It's no secret that the UK doesn't have the best track record when it comes to the rights of those who rent rather than own their homes. From restrictions on decorating and owning pets to frequent rent hikes and slow repairs, the UK rental market can be a bit like the Wild West, especially in large cities.
What this doesn't mean, however, is that if you rent a property you have no rights whatsoever, and should put up with poor living conditions or a harassing landlord.
Alarmingly, a new survey of over 1,000 UK adults commissioned by rental expert Just Landlords reveals that a staggering 98 per cent did not know that if their landlord does not hold their deposit correctly via a government-approved scheme, then they as tenant are entitled to compensation that is three times the amount of the deposit.
What other fundamental rights do you have as tenant? Below, we list the most important ones to remember. And, if you want a more comprehensive overview of all the different aspects of renting a home, read our beginner's guide to renting.
The right to a rent book
This is a document that should clearly state your landlord's name and address, when and how much you need to pay rent, and where your deposit is held. This is very important, especially if you are renting privately. Be very wary if your landlord is refusing to provide you with their name and address, as they might be avoiding taxes and/or taking responsibility for repairs. Likewise, your landlord has to be absolutely clear on which government-approved deposit holding scheme they are using, and you need to have this information in writing.
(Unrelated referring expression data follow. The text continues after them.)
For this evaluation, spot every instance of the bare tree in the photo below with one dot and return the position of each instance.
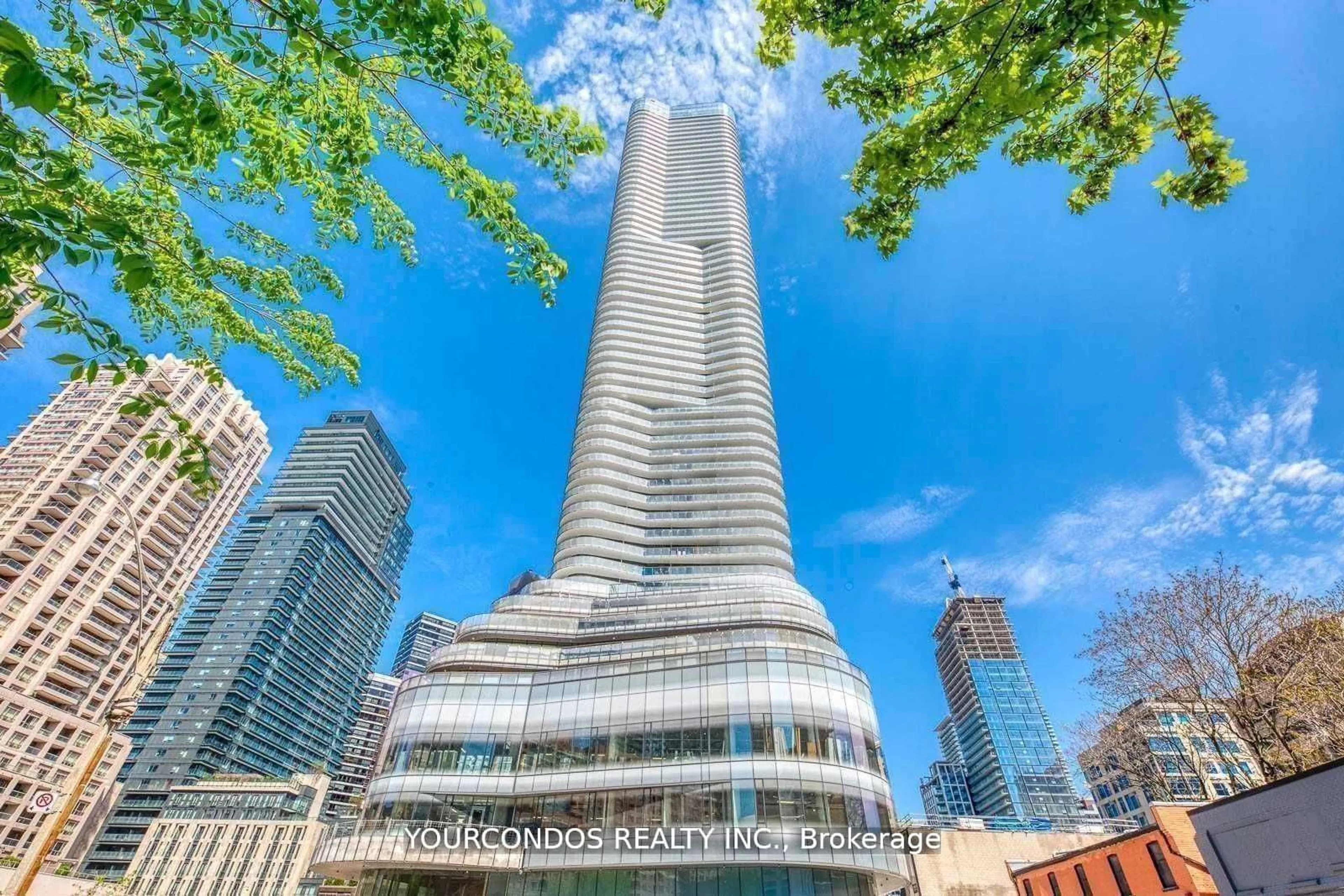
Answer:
(1117, 745)
(1303, 672)
(1219, 637)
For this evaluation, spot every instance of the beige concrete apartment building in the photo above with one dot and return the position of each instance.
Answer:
(232, 836)
(1166, 752)
(69, 582)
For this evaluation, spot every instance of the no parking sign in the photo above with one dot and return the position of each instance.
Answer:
(42, 803)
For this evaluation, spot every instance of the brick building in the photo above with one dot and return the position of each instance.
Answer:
(1155, 860)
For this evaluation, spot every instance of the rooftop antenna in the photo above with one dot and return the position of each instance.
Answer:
(953, 582)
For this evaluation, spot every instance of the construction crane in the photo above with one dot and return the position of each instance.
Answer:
(953, 582)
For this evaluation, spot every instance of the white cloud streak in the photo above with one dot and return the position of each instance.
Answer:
(1259, 489)
(607, 56)
(897, 520)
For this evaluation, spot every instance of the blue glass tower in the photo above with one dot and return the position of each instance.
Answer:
(1011, 757)
(265, 672)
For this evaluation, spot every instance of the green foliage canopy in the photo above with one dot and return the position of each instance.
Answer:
(1085, 84)
(138, 119)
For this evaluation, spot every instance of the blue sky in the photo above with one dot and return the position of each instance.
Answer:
(1068, 406)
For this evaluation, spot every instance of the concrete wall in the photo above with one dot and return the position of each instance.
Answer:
(980, 863)
(1287, 837)
(53, 886)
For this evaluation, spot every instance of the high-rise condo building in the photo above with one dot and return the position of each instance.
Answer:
(1013, 760)
(14, 310)
(237, 833)
(422, 636)
(944, 790)
(362, 745)
(264, 676)
(670, 672)
(70, 587)
(1163, 752)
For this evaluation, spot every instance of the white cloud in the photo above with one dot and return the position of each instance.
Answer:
(1259, 471)
(607, 56)
(897, 520)
(1259, 489)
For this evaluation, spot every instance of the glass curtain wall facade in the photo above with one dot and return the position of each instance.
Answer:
(670, 672)
(999, 727)
(265, 673)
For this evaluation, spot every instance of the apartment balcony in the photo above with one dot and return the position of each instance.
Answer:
(53, 692)
(91, 645)
(69, 498)
(127, 581)
(19, 552)
(69, 678)
(103, 630)
(45, 523)
(80, 659)
(31, 536)
(123, 598)
(111, 613)
(167, 543)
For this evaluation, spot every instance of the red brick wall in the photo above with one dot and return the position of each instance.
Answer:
(1175, 837)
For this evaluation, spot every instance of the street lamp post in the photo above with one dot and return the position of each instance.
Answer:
(118, 714)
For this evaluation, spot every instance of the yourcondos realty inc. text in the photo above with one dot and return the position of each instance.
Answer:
(671, 839)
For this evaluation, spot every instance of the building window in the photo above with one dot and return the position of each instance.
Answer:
(1164, 871)
(1119, 872)
(1083, 880)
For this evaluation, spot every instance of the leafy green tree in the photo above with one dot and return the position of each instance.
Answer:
(1085, 84)
(142, 136)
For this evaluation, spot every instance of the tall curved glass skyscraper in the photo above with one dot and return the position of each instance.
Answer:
(670, 673)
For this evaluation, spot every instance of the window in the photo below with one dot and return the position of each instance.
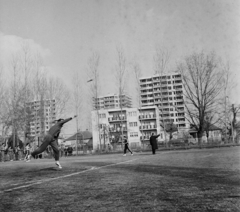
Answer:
(102, 115)
(133, 124)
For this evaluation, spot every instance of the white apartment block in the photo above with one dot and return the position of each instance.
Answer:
(166, 92)
(42, 115)
(112, 101)
(137, 124)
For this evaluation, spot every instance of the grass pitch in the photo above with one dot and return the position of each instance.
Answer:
(190, 180)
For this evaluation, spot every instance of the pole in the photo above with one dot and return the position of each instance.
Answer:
(77, 135)
(232, 124)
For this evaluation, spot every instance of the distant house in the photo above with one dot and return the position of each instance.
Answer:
(211, 133)
(83, 138)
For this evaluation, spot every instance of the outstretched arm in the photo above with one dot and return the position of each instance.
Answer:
(66, 120)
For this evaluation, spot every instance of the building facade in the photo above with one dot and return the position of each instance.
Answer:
(166, 92)
(137, 124)
(42, 114)
(112, 101)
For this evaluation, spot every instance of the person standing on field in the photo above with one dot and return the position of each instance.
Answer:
(51, 139)
(153, 142)
(126, 147)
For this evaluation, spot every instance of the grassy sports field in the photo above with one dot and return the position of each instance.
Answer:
(190, 180)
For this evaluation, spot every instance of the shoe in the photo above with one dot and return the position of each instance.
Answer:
(59, 165)
(28, 158)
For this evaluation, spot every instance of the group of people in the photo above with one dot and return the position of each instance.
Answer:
(153, 143)
(13, 154)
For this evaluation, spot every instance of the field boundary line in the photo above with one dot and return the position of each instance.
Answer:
(68, 175)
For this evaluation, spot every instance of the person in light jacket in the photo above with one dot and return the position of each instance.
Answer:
(153, 142)
(51, 139)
The right to be given proper notice before you move out
Landlords are required to give you written notice if they want you to move out. Of course, if you are on good terms with your landlord, and your are initiating the move, a conversation may well be enough, but you are entitled to having their request for you to leave in writing. If you've lived in the property for up to five years, they have to give you four weeks' notice; between five to 10 years – eight weeks. A tenancy of over 10 years entitles you to 12 weeks' notice. If your landlord is failing to comply, this can be classed as an illegal eviction.
The right to a six month tenancy if your contract has no end date
If your contract is open-ended and was signed after 1 April 2007, you have the right to a six month tenancy at the property. So, if you have just moved into a property on a contract without an end date, you have the right to stay there for a six month term.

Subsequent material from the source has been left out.